• menace •
me-nis • Hear it!
Part of Speech: Noun, verb
Meaning: 1. (Noun) A threat of danger, an intimidating annoyance: person, thing or quality. 2. (Verb) To threaten, intimidate. 3. (Verb) To annoy, pester, bother.
Notes: Those of us over 30 probably associate today's word with Dennis the Menace, a comic strip character around which two movies and a cartoon series were made. The adjective most often used comes from the verbal use of this word: menacing. Dennis was a child menacer.
In Play: Menaces may be nonviolent: "COVID will remain a menace to the world long after we have it under control." They may be violent: "Russia's recent invasion of Ukraine proves it a menace to the whole world."

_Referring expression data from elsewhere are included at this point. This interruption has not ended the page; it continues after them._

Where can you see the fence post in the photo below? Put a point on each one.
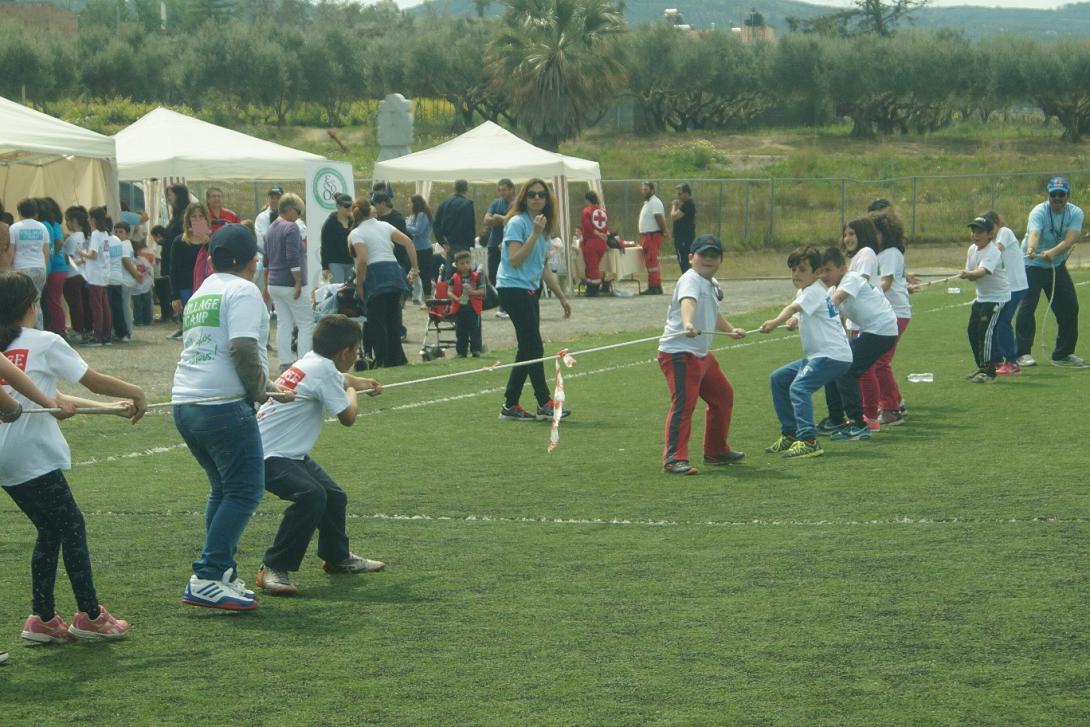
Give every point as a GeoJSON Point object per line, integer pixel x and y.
{"type": "Point", "coordinates": [772, 209]}
{"type": "Point", "coordinates": [718, 225]}
{"type": "Point", "coordinates": [913, 208]}
{"type": "Point", "coordinates": [843, 202]}
{"type": "Point", "coordinates": [746, 217]}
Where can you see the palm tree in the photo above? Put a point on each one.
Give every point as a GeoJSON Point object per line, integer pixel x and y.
{"type": "Point", "coordinates": [558, 61]}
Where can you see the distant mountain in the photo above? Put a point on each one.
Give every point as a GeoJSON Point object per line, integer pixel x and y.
{"type": "Point", "coordinates": [1073, 20]}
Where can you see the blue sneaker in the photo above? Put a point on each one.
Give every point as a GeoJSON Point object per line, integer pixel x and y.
{"type": "Point", "coordinates": [851, 432]}
{"type": "Point", "coordinates": [227, 593]}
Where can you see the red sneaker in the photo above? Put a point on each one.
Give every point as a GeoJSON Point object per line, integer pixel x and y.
{"type": "Point", "coordinates": [104, 628]}
{"type": "Point", "coordinates": [53, 631]}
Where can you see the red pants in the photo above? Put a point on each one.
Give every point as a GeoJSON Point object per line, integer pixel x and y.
{"type": "Point", "coordinates": [101, 320]}
{"type": "Point", "coordinates": [55, 312]}
{"type": "Point", "coordinates": [651, 242]}
{"type": "Point", "coordinates": [881, 391]}
{"type": "Point", "coordinates": [689, 376]}
{"type": "Point", "coordinates": [594, 250]}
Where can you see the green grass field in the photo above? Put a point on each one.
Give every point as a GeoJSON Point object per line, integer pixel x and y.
{"type": "Point", "coordinates": [932, 576]}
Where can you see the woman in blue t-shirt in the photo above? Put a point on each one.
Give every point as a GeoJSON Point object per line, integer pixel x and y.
{"type": "Point", "coordinates": [531, 225]}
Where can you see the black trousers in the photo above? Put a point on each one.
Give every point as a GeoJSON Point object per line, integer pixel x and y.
{"type": "Point", "coordinates": [982, 320]}
{"type": "Point", "coordinates": [467, 330]}
{"type": "Point", "coordinates": [48, 503]}
{"type": "Point", "coordinates": [316, 504]}
{"type": "Point", "coordinates": [118, 311]}
{"type": "Point", "coordinates": [522, 305]}
{"type": "Point", "coordinates": [383, 331]}
{"type": "Point", "coordinates": [425, 264]}
{"type": "Point", "coordinates": [1065, 306]}
{"type": "Point", "coordinates": [866, 349]}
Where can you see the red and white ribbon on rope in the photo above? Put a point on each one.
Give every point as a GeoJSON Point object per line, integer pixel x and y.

Word History: Today's Good Word, as usual, was swiped from French menace "menace, threat", passed down from Vulgar (Street) Latin minacia "threat, menace", a back-formed singular of Latin minaciae "threatening things". Minacia is also source of Spanish amenaza "threat, menace" and Italian minaccia "threat, menace'. It is the noun for minax (minac-s (genitive case minacis) "threatening", the adjective coming from minari "to threaten, jut out, project". Minari was created from minae "threats; projecting points", a word that Latin remodeled from PIE men-/mon- "to project, stick out", source also of Latin mentum "chin", German Mund "mouth", and English mouth. It also produced Latin mon(t)s "hill, mountain", from which Old French created montaigne "mountain" (Modern French montagne), whence English mountain. We also find mynydd "mountain" in Welsh, menez "hill, mountain" in Breton, and beinn "mountain" in Scottish. (Now a bow to wordmaster Albert Skiles, who for years has been recommending Good Words as exciting as today's.)